Сюжеты с мазью Азазелло, превращающей женщину в ведьму, и с преображением Азазелло в воробья имеют древние мифологические корни. Можно отметить «Лукия, или Осла» древнегреческого писателя II века Лукиана и «Метаморфозы» его современника, римлянина Апулея. У Лукиана жена Гиппарха разделась, «потом обнаженная подошла к свету и, взяв две крупинки ладана, бросила их в огонь светильника и долго приговаривала над огнем. Потом открыла объемистый ларец, в котором находилось множество баночек, и вынула одну из них. Что в ней заключалось, я не знаю, но по запаху мне показалось, что это было масло. набрав его, она вся им натерлась, начиная с пальцев ног, и вдруг у нее начали вырастать перья, нос стал вороньим и кривым — словом, она приобрела все свойства и признаки птиц: сделалась она не чем иным, как ночным вороном. Когда она увидела, что вся покрылась перьями, она страшно каркнула и, подпрыгнув, как ворона, вылетела в окно».
У Апулея Луций видит превращение волшебницы Памфилы: «Прежде всего Памфила сбрасывает с себя все одежды и, открыв какую-то шкатулку, вынимает оттуда множество ящиков, снимает крышку с одного из них и, набрав из него мази, сначала долго растирает ее между ладонями, потом смазывает себе все тело от кончиков ногтей до макушки, долгое время шепчется со своей лампой и начинает сильно дрожать всеми членами. И пока они слегка содрогаются, их покрывает нежный пушок, вырастают и крепкие перья, нос загибается и твердеет, появляются кривые когти. Памфила обращается в сову. Испустив жалобный крик, вот она уже пробует свои силы, слегка подпрыгивая над землей, а вскоре, поднявшись вверх, распустив оба крыла, улетает».
Точно таким же образом Маргарита натирается кремом Азазелло, но превращается не в ворона или сову, а в ведьму, тоже обретая способность летать. Сам Азазелло в приемной профессора Кузьмина обращается сначала в воробья, а затем в женщину в косынке сестры милосердия, но с мужским ртом, причем рот этот «кривой, до ушей, с одним клыком». Здесь порядок превращения обратный, чем у Лукиана, и сниженный: вместо ворона — воробушек Интересно, что эпизод с наказанием профессора Кузьмина Булгаков продиктовал в январе 1940 года после посещения профессора В.И.Кузьмина, безуспешно лечившего автора от нефросклероза и не скрывавшего от писателя, что жить тому осталось недолго.
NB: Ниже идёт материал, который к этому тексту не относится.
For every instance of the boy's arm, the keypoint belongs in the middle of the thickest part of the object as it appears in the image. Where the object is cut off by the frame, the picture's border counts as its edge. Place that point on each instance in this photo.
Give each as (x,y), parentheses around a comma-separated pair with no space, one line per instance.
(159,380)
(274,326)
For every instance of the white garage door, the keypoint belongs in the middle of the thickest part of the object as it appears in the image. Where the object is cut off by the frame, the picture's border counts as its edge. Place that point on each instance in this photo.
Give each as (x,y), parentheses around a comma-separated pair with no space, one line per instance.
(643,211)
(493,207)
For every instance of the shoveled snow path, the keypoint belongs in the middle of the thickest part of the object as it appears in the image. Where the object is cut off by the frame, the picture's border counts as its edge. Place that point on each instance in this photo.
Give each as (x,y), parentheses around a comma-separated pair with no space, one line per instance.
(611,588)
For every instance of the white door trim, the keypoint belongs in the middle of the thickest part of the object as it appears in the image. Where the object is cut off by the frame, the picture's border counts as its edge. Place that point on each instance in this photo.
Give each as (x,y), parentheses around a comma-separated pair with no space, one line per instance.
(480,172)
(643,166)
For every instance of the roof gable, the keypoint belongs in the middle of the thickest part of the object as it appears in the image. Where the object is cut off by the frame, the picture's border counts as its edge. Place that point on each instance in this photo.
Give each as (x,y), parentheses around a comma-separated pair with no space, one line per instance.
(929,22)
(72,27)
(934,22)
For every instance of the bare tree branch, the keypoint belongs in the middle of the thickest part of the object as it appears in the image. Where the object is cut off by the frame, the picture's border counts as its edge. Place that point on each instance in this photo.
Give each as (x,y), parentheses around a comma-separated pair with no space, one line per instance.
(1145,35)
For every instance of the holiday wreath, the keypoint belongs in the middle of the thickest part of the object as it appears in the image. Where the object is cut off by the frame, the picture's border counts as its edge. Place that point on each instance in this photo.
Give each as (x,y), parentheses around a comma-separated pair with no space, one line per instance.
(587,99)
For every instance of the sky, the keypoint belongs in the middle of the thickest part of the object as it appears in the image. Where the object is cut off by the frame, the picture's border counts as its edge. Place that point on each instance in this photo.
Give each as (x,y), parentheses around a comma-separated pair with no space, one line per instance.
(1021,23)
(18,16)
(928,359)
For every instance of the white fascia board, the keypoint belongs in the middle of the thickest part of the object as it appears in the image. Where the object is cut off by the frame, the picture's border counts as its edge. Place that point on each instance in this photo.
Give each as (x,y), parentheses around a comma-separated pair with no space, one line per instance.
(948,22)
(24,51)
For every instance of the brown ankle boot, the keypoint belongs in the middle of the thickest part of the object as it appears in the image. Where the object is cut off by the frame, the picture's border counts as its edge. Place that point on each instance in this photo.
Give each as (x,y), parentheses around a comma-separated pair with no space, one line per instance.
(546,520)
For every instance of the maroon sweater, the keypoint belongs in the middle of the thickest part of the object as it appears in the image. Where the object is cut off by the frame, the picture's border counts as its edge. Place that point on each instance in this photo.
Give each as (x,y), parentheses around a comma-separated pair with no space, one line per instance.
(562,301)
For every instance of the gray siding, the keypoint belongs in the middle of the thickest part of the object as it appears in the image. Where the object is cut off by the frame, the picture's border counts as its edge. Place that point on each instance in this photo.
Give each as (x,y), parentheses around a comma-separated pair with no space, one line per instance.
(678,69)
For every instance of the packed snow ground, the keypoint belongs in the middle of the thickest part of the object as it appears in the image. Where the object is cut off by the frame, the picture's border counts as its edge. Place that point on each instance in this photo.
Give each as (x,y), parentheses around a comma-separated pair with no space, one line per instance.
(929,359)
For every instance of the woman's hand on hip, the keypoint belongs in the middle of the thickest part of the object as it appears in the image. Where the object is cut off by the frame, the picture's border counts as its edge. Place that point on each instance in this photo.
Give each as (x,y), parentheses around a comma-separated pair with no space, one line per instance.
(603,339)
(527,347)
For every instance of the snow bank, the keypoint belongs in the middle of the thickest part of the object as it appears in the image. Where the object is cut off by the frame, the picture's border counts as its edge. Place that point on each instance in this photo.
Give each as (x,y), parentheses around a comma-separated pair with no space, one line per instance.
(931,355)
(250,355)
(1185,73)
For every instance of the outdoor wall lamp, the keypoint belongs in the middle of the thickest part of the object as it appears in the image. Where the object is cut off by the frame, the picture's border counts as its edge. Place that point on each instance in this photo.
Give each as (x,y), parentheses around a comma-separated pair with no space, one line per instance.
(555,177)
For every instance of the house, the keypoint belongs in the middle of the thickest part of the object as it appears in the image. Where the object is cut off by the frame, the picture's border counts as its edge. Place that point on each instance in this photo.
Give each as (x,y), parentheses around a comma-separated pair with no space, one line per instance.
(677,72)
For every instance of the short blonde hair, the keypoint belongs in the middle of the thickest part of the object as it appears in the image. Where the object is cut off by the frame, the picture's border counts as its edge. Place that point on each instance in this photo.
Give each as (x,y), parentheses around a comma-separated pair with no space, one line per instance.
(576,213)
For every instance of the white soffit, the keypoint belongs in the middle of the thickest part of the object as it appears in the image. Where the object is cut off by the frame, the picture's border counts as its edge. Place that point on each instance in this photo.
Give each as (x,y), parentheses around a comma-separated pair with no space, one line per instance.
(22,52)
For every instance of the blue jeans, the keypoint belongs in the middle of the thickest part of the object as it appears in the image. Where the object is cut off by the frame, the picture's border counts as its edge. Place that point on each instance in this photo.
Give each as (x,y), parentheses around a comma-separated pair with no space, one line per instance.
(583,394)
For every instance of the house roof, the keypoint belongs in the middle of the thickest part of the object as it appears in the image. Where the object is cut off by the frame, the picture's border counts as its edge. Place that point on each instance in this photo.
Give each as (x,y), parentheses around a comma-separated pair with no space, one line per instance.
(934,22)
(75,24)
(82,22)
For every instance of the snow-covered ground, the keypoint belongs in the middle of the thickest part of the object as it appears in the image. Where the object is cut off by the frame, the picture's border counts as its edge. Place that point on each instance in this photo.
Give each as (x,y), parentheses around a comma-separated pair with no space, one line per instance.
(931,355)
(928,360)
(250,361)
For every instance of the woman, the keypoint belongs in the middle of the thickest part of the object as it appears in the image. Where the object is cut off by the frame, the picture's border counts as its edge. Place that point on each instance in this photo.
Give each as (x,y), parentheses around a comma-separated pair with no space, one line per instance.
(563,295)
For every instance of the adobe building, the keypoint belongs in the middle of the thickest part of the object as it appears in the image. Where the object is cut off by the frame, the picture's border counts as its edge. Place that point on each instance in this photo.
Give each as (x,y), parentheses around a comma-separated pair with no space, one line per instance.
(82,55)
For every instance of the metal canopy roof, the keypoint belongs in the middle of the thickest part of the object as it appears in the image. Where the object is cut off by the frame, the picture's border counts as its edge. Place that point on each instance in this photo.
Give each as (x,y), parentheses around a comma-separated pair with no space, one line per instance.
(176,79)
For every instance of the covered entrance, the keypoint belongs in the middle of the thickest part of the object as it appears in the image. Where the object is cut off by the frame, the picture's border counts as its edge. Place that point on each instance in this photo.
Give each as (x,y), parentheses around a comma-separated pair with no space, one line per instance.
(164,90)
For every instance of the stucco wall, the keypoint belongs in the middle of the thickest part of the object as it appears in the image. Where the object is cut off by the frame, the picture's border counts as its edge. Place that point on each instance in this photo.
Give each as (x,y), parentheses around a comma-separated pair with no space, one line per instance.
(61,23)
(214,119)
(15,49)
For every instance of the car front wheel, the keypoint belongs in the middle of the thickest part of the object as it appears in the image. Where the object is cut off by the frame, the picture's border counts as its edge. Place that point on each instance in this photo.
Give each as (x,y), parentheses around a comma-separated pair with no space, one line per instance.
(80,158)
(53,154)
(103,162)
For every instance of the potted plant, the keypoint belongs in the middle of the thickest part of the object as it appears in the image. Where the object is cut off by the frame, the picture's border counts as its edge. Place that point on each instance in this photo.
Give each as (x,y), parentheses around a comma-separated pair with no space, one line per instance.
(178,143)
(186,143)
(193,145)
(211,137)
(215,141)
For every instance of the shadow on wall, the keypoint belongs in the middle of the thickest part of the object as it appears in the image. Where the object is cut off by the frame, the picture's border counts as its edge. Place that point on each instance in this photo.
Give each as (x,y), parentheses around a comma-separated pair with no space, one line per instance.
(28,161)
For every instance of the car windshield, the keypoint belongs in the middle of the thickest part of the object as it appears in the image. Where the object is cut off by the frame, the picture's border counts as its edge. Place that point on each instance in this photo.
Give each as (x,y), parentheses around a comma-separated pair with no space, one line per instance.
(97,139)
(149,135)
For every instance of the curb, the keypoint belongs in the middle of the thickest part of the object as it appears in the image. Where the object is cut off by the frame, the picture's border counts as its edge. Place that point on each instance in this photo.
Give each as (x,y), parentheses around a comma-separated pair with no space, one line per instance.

Еще один эпизод из «Метаморфоз» отразился в сцене убийства барона Майгеля. У Булгакова «барон стал падать навзничь, алая кровь брызнула у него из груди и залила крахмальную рубашку и жилет. Коровьев подставил чашу (в которую превратилась отрезанная голова Берлиоза. — Б.С.) под бьющуюся струю и передал наполнившуюся чашу Воланду». У Апулея точно таким же образом происходит мнимое убийство одного из персонажей, Сократа: «И, повернув направо Сократову голову, она (Мероя, убийца. — Б.С.) в левую сторону шеи ему до рукоятки погрузила меч и излившуюся кровь старательно приняла в поднесенный к ране маленький мех, так, чтобы нигде ни одной капли не было видно» (впоследствии Сократ благополучно оживает). Заметим, что в обоих случаях кровь убитых собирается не только для сокрытия следов преступления, но и для приготовления магических снадобий. Можно вспомнить также, как Бегемот откручивает голову конферансье Жоржу Бенгальскому («дико взвыв, в два поворота сорвал… голову с полной шеи»), причем, когда он возвращает голову на место, следы крови чудесным образом исчезают.